Leaving university, I thought I'd be a developer happily knocking out code but was always drawn to tech support. How do we help people use our tools better? Now, I mostly specialize in consulting and introducing new customers to our tools. I am a Tech Evangelist and Lead Consultant at Urbancode. Eric is a DZone MVB and is not an employee of DZone and has posted 77 posts at DZone. You can read more from them at their website. View Full User Profile

Maven's Strengths and Weaknesses as a Dependency Management System

03.01.2010
| 13443 views |
  • submit to reddit
For many Java teams, switching to Maven will introduce them to formal dependency management. Maven actually does a pretty decent job and is a fantastic system out of the box for informal projects. However, for teams looking to implement rigorous component reuse policies, Maven falls short.

Last month, in our article Chaperoning Promiscuous Software Reuse, we reviewed four elements of a successful strategy for managing components. Briefly, these elements are:
  1. Testing and Validation of 3rd party components Only libraries approved for reuse should be used by developers. If developers want to use additional libraries, they can submit them for screening.
  2. A Definitive Software Library: A team should have an official storage place for reusable, versioned components (both internal and 3rd party).
  3. Using Protection: A team should have an "immune system" that rejects libraries other than those from the DSL.
  4. Rapid impact analysis audit When something goes wrong, it should be easy to determine what versions of which components were used by the project.

Basic Maven

Basic Maven points to a common Maven repository hosted centrally. Various open source projects publish their releases to this repository and a developer can configure her build file to depend on these releases. At build time, the artifacts are automatically pulled down into the workspace and the build can produce a report of what was used.

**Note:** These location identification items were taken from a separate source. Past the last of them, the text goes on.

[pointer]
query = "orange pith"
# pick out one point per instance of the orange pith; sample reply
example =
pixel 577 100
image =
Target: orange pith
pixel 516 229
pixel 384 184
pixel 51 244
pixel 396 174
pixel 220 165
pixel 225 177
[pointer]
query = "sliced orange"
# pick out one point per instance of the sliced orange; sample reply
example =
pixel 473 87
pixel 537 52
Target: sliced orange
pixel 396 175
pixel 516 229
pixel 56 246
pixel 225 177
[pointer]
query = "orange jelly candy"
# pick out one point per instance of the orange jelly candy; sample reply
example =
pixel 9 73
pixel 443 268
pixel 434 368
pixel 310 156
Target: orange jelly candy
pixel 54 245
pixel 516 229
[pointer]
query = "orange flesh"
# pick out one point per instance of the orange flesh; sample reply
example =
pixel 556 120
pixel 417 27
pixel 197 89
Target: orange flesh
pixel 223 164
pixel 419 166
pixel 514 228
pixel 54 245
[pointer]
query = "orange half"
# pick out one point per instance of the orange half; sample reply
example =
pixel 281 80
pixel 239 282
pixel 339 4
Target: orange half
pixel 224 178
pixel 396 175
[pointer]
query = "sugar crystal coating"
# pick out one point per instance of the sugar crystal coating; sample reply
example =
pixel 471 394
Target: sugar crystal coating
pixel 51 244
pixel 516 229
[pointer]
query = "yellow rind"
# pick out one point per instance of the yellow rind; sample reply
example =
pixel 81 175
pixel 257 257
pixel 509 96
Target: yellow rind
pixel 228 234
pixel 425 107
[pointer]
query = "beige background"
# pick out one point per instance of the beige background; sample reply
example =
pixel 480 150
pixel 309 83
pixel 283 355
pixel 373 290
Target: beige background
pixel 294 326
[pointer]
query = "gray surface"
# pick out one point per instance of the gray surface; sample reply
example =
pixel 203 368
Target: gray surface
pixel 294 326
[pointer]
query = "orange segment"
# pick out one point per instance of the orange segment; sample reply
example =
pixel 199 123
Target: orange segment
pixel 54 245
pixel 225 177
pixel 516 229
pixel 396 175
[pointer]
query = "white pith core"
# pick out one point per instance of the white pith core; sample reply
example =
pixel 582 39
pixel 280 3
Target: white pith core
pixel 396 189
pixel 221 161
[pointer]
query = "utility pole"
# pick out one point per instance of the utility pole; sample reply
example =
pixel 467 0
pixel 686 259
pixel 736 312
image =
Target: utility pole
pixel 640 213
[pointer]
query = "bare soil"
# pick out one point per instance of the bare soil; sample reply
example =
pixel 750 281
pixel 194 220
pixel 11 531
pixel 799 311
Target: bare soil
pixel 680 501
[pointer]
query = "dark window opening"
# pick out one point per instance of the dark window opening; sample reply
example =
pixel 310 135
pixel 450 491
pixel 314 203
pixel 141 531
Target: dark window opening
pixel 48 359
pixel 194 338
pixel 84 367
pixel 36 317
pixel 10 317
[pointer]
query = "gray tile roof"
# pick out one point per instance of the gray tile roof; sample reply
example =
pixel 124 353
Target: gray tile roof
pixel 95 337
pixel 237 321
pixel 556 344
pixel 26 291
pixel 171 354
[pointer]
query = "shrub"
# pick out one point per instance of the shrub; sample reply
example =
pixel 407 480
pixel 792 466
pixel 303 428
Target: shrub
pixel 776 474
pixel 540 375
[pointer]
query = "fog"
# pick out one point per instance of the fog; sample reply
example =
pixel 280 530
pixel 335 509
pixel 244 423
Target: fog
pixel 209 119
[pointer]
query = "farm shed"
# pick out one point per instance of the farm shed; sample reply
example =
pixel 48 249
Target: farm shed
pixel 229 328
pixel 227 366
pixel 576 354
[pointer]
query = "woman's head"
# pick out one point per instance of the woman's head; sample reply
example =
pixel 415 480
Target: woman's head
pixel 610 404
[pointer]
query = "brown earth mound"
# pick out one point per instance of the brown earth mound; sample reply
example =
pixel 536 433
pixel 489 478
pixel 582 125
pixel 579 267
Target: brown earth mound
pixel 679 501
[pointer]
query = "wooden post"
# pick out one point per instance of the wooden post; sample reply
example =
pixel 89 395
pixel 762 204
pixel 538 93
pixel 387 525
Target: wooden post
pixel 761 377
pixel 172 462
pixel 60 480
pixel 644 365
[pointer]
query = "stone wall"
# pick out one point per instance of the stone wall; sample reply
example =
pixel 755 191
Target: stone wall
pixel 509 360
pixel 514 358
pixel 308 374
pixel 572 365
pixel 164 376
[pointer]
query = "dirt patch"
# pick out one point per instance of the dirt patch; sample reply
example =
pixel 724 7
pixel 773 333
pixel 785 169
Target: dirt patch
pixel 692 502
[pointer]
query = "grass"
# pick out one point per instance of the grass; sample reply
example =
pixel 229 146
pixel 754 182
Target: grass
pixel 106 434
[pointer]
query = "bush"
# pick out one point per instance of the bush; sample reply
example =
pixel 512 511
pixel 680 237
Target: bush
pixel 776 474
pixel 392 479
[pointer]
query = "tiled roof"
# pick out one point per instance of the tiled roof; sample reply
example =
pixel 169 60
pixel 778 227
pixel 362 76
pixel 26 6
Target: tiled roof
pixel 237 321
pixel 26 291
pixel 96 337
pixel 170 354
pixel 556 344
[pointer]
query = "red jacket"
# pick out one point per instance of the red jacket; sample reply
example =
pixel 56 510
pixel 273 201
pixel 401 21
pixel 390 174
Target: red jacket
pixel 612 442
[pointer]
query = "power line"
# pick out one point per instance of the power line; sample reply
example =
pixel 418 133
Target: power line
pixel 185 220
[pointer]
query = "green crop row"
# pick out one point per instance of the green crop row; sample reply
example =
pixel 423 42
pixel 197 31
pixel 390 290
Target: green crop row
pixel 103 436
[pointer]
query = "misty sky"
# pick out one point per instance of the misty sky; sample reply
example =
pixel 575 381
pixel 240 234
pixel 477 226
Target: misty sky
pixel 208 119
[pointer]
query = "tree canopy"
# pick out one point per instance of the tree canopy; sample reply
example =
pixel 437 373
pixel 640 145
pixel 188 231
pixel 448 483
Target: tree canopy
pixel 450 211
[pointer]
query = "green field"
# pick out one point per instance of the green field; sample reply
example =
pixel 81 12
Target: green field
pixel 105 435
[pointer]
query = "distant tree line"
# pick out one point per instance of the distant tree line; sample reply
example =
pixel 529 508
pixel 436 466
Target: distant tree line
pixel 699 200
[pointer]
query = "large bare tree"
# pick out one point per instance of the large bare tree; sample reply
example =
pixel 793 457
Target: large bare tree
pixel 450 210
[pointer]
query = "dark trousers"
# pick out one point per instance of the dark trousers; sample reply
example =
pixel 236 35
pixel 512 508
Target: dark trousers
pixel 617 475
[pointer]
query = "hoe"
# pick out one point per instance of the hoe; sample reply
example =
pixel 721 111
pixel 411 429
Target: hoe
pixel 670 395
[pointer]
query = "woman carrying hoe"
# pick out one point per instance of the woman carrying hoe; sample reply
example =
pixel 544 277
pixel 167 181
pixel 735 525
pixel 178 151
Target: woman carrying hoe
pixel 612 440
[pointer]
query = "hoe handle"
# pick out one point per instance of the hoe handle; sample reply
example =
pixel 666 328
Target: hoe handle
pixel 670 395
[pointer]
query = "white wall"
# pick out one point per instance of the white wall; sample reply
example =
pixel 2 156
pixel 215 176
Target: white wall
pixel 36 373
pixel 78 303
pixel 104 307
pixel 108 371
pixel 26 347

This is actually a pretty good start. If the build script depends on exact versions, the team has some traceability. The Maven repository is an official repository of artifacts (a DSL) used by the team although the team does not control it. Unfortunately, there's little protection against a developer using a rogue component, but it's easier to do the right thing than the wrong thing, and that goes a long way.

The major failing here is that the team does not control the repository. Rather, it is an arbitrary resource in the cloud. This eliminates the team's ability to test artifacts prior to including them in the DSL, and there's no guarantee that an artifact used by a production release today will still be available from the repository tomorrow unaltered and intact.

Bring the Repository in House

What's needed is to bring the repository in house. While this can be done without special tooling, there are a handful of decent Maven repositories that provide the team more control. Nexus and Artifactory are two of the major choices here. They provide security over who can publish artifacts to the repository as well as more sophisticated storage and indexing than a simple file system.

With one of these repositories, the team has it's own DSL they control and can ensure that only approved versions of libraries are made available to the team. Again, as long as the team does not use snapshot dependencies a basic audit trail of what is in a build is available. Impact analysis reports indicating which projects have used a given component version are a little more difficult. Protecting the code-base from a developer checking an arbitrary library into source control is still a manual process, but Maven does discourage the practice by making reuse of a library from the repository more straight-forward.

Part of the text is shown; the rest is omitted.